Notice that authorization is inherent in each component of C-I-A, which mandates only the right disclosures, modifications of data, or controls of availability. What constitutes “right” is an important detail, and an authorization policy that needs to be specified, but it isn’t part of these fundamental data protection primitive concepts. That part of the story will be discussed in “The Gold Standard”.

Confidentiality

Maintaining confidentiality means disclosing private information in only an authorized manner. This sounds simple, but in practice it involves a number of complexities.

First, it’s important to carefully identify what information to consider private. Design documents should make this distinction clear. While what counts as sensitive might sometimes seem obvious, it’s actually surprising how people’s opinions vary, and without an explicit specification, we risk misunderstanding. The safest assumption is to treat all externally collected information as private by default, until declared otherwise by an explicit policy that explains how and why the designation can be relaxed.

Here are some oft-overlooked reasons to treat data as private:

An end user might naturally expect their data to be private, unless informed otherwise, even if revealing it isn’t harmful.
People might enter sensitive information into a text field intended for a different use.
Information collection, handling, and storage might be subject to laws and regulations that many are unaware of. (For example, if Europeans browse your website, it may be subject to the EU’s GDPR regulations.)

When handling private information, determine what constitutes proper access. Designing when and how to disclose information is ultimately a trust decision, and it’s worth not only spelling out the rules, but also explaining the subjective choices behind those rules. We’ll discuss this further when we talk about patterns in Chapter 4.
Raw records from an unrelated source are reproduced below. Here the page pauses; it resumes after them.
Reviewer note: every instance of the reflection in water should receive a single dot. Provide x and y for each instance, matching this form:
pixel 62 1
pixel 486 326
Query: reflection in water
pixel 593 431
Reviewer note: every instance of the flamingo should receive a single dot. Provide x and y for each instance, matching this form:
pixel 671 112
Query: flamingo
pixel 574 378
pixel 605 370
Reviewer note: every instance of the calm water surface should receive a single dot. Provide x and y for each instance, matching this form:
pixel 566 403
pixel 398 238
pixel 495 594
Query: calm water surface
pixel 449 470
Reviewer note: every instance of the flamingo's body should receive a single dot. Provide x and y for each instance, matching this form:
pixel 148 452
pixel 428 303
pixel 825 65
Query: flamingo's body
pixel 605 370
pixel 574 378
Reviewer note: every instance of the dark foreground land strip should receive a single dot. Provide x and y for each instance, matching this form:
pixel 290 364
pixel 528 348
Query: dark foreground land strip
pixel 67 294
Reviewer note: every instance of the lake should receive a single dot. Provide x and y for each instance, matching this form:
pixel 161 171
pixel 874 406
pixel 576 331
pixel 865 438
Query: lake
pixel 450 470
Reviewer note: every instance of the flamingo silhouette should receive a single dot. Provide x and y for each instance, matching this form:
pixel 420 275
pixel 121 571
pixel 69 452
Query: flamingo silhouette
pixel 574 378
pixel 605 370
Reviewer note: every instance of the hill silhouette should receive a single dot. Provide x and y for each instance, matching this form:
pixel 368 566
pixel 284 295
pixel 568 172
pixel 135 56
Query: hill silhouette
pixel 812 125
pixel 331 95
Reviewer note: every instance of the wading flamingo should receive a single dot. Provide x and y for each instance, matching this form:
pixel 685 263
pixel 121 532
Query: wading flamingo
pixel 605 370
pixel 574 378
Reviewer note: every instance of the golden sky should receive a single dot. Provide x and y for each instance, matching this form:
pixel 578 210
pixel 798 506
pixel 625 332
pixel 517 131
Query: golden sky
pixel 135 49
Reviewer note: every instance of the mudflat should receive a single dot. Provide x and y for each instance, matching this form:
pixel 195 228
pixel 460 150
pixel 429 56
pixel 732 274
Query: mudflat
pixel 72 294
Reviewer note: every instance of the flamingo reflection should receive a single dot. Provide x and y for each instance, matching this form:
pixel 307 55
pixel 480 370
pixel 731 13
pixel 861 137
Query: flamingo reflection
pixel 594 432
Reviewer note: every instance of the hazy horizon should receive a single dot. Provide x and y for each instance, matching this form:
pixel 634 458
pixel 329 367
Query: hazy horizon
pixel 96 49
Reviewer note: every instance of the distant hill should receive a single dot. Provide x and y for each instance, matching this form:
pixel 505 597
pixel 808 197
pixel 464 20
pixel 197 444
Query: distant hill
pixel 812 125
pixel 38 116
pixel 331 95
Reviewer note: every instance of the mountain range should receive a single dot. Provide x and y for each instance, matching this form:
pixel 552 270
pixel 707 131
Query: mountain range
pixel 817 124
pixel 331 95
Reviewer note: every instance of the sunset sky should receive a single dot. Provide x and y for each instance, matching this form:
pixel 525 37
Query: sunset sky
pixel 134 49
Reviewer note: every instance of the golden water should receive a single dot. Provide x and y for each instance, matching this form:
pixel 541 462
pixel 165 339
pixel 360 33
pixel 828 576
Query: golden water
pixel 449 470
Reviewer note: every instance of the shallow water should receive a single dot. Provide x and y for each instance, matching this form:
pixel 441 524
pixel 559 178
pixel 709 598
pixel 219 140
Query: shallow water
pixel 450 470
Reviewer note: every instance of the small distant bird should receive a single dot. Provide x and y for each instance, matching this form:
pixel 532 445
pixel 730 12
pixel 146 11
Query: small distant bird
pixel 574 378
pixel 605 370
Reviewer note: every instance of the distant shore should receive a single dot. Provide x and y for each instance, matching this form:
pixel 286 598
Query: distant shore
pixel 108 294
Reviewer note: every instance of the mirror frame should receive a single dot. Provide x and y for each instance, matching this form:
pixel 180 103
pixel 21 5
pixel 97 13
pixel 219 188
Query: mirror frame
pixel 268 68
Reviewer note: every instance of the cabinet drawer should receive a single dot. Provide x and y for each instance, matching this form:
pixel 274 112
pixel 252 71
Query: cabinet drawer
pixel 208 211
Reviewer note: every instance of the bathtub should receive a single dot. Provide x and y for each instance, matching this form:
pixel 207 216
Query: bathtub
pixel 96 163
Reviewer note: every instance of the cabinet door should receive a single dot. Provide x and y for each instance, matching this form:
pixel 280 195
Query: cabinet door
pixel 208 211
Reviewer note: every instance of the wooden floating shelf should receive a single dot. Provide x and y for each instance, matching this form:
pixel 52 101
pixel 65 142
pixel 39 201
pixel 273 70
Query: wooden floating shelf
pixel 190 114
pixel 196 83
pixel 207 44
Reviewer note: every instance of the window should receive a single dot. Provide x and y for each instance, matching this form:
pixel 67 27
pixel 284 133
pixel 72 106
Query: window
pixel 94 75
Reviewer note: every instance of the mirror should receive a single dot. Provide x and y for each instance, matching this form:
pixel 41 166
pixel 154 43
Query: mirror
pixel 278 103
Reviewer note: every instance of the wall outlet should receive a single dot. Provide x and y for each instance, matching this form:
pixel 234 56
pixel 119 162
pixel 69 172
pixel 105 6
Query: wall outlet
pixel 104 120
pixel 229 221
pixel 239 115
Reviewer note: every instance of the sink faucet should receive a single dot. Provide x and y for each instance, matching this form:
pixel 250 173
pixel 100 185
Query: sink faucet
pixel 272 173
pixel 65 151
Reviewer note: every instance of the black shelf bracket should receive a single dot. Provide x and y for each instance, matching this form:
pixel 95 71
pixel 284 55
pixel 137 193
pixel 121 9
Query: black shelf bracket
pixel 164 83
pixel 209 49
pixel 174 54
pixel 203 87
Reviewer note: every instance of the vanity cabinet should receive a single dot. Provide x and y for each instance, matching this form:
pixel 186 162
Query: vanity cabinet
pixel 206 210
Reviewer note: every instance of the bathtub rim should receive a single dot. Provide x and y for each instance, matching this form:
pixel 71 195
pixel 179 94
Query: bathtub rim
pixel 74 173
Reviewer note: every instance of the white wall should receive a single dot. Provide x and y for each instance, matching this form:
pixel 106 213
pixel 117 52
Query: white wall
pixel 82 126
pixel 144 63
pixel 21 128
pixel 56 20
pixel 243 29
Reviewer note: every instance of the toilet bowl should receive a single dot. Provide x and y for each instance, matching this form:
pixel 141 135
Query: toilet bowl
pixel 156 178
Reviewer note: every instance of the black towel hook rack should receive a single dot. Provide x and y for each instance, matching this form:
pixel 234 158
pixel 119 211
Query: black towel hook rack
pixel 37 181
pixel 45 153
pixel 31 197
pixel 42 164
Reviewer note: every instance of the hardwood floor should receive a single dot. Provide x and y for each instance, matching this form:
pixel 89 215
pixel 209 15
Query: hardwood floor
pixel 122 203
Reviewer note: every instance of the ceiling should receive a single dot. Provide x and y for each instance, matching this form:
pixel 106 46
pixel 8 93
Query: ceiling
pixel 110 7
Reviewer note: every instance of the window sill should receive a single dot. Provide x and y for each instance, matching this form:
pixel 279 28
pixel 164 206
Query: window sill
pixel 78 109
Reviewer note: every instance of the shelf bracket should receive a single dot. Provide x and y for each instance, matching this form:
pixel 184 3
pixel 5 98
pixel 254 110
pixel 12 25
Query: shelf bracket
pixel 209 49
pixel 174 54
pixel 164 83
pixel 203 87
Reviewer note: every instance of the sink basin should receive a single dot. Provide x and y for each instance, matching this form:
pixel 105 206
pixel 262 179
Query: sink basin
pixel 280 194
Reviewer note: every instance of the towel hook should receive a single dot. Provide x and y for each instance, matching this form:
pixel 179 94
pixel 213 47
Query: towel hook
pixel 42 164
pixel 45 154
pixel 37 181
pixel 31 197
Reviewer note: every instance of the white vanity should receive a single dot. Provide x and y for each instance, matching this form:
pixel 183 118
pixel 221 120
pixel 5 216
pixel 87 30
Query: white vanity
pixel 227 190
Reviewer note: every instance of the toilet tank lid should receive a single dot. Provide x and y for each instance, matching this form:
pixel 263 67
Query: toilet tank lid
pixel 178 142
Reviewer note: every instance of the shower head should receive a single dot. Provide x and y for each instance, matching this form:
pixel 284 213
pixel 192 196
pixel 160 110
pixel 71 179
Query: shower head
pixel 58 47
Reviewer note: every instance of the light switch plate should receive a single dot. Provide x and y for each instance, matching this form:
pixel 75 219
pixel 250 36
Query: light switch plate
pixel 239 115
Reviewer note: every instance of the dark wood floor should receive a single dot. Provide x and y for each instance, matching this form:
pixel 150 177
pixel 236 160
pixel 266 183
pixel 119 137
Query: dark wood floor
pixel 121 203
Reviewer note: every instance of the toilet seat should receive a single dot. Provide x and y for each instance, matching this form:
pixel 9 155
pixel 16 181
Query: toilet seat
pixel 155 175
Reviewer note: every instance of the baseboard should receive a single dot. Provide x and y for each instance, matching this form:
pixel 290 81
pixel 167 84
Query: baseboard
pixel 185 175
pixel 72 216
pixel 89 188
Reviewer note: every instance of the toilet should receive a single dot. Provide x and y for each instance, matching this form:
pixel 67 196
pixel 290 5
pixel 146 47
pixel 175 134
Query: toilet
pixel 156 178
Compromises of confidentiality happen on a spectrum. In a complete disclosure, attackers acquire an entire dataset, including metadata. At the lower end of the spectrum might be a minor disclosure of information, such as an internal error message or similar leak of no real consequence. For an example of a partial disclosure, consider the practice of assigning sequential numbers to new customers: a wily competitor can sign up as a new customer and get a new customer number from time to time, then compute the successive differences to learn the numbers of customers acquired during each interval. Any leakage of details about protected data is to some degree a confidentiality compromise.

It’s so easy to underestimate the potential value of minor disclosures. Attackers might put data to use in a completely different way than the developers originally intended, and combining tiny bits of information can provide more powerful insights than any of the individual parts on their own. Learning someone’s ZIP code might not tell you much, but if you also know their approximate age and that they’re an MD, you could perhaps combine this information to identify the individual in a sparsely populated area—a process known as deanonymization or reidentification. By analyzing a supposedly anonymized dataset published by Netflix, researchers were able to match numerous user accounts to IMDb accounts: it turns out that your favorite movies are an effective means of unique personal identification.

Integrity

Integrity, used in the information security context, is simply the authenticity and accuracy of data, kept safe from unauthorized tampering or removal. In addition to protecting against unauthorized modification, an accurate record of the provenance of data—the original source, and any authorized changes made—can be an important, and stronger, assurance of integrity.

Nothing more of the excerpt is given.